Information des citoyens et des élus à l'approche des prochaines élections municipales
Else JosephLes Républicains
Sénatrice — Ardennes
La question
✓ Réponse du gouvernement
Les élections municipales et communautaires des 15 et 22 mars 2026 ont été marquées par deux réformes d'ampleur des modes de scrutin qui ont concerné 25 millions d'électeurs, soit près de 45 % du corps électoral.

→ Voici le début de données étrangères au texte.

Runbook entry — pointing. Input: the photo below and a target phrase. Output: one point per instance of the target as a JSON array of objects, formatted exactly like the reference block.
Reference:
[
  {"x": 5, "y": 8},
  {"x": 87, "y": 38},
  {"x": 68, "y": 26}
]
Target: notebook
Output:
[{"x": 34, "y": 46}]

Leur bonne appropriation par les élus, les candidats, les services de l'État et les électeurs a constitué une priorité du ministère de l'intérieur. Ainsi, des échanges avec l'Association des maires de France (AMF) et l'Association des maires ruraux de France (AMRF) ont eu lieu dès le printemps 2025 pour préparer la mise en oeuvre de ces réformes électorales. De nombreux séminaires de présentation de la réforme du mode de scrutin dans les communes de moins de 1 000 habitants ont été organisés avec les élus membres de ces associations. Un plan de communication d'ampleur a été lancé dès la fin d'année 2025 : plus d'un million d'affiches et de flyers ont été envoyés aux préfectures pour informer les électeurs sur la réforme du mode de scrutin dans les communes de moins de 1 000 habitants, rappelant notamment les règles nouvelles de validité des bulletins de vote ; deux affiches rappelant les règles de validité des bulletins de vote ont été apposées dans chacun des bureaux de vote ; plus de 750 000 flyers et affiches spécifiques ont également été envoyées à Paris, Lyon et Marseille ; des contenus et animations spécifiques ont été régulièrement relayés par le ministère sur les réseaux sociaux ; la page élections du ministère et le site vie-publique.fr ont également été mis à jour ; la presse quotidienne nationale et régionale a relayé des contenus informatifs du ministère de l'intérieur sur les réformes des modes de scrutin.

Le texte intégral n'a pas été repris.